How the humble potato gained world fame. Indians grew the plant that came to feed many nations
THE American Indians were the world's great farmers, says Jack Weatherford, author of the book ``Indian Givers: How the Indians of the Americas Transformed the World.'' Tomatoes, beans, and other vegetables they harvested were brought back to the Old World by early European explorers, along with the gold, silver, and furs.
Perhaps the most stunning example of the New World's impact other cultures is the story of the Andean potato.
The potato, says Mr. Weatherford, was responsible for changing the European economy and the cuisines of many countries.
``The Andean potato, together with maize corn from Mexico, turned out to be the `miracle crops,''' he comments.
``Without the potato, the Soviet Union would never have become a world power,'' Wea therford continues. Today the Soviet Union grows and consumes more potatoes than any other country in the world.
``Germany would not have fought two world wars, and northern Europe and the Benelux countries would not have one of the world's highest standards of living.''
WEATHERFORD, who spent several years following the trail of American-Indian foods around the world, has compiled a dazzling survey of all that the Indians have given to many countries and what we are learning from them still.
``Before the discovery of America, the world depended on grain crops such as wheat, rye, barley, and oats in Europe and in the Near East, rice in the Far East, and sorghum and millet in southern Africa.
``Greece, Rome, Persia, and Egypt all had successful empires primarily because of their control of grain production.
``As long as the Old World depended on grain crops - with periodic famines from weather in the northern countries - the great population and power centers remained in the warmer countries clustered around the Mediterranean, where the grains flourished.
``Russia, the German states, England, and Scandinavia, all were waiting for their chance,'' he explains, but they needed a consistent supply of nutritious, cheap food to sustain them.
``The answer was in the American plants,'' says Weatherford. But neither potato nor corn was a big hit at the beginning.
EUROPEANS were not interested in root crops. They were accustomed to grains that could be milled and baked into bread or eaten as porridge.
So for two centuries the potato was little more than a curiosity, eaten by upper classes as a novelty food.
Not until the peasants were forced to grow potatoes in the 18th century did they learn that a field of potatoes produces more food and more nutrition more reliably and with less labor than the same field planted in grain.
In its gradual conquest of Europe, the potato's popularity moved from West to East - starting in Ireland, then spreading through the British Isles into Europe.
``The Russians didn't adopt it widely until the 1830s and 1840s,'' says Weatherford, ``but then they became as devoted converts as the Irish.

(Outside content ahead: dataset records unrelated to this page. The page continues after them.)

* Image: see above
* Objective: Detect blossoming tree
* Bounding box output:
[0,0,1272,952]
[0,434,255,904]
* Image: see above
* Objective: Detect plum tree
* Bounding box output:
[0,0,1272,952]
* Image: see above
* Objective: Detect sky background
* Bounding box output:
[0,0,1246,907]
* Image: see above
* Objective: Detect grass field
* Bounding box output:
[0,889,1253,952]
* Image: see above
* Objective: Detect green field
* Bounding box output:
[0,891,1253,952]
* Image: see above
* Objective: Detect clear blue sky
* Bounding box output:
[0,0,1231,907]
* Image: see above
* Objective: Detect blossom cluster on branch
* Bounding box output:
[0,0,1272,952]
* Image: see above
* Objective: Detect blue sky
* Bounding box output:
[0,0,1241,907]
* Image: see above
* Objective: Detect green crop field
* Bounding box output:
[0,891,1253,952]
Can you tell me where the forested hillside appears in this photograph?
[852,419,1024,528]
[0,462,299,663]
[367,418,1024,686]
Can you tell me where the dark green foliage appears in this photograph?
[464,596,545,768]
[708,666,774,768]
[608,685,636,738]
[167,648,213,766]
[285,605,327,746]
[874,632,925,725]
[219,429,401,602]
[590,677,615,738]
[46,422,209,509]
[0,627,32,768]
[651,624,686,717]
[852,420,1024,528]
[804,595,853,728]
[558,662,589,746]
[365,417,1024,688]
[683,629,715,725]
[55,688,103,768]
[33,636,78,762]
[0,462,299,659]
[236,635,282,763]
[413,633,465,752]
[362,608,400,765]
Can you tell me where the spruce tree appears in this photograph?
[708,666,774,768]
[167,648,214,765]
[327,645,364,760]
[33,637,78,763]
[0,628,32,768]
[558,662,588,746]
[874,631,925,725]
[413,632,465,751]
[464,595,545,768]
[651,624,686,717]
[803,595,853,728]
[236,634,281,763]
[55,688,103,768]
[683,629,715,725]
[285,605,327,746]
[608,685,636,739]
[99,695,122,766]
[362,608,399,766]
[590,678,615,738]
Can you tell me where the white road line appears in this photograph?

``With the new calorie source, the potato-fed armies of Frederick of Prussia and Catherine of Russia began pushing against their neighbors'' and were able to become more competitive and free from the economic, cultural, and political pressures from the south.
``Power shifted toward Germany and Great Britain, and away from France and Spain, until finally, all were eclipsed [economically] by Russia.
``Russia quickly became and remains the world's greatest producer and consumer of potatoes. Its adoption of the potato as its staple food preceded its rise as a world power,'' he remarks.
Weatherford does not give full credit to the potato for the population and health boom of the Old World.
Other food crops, numbering more than 300, were transported to the Old World, providing a fuller range of sustenance to the diet.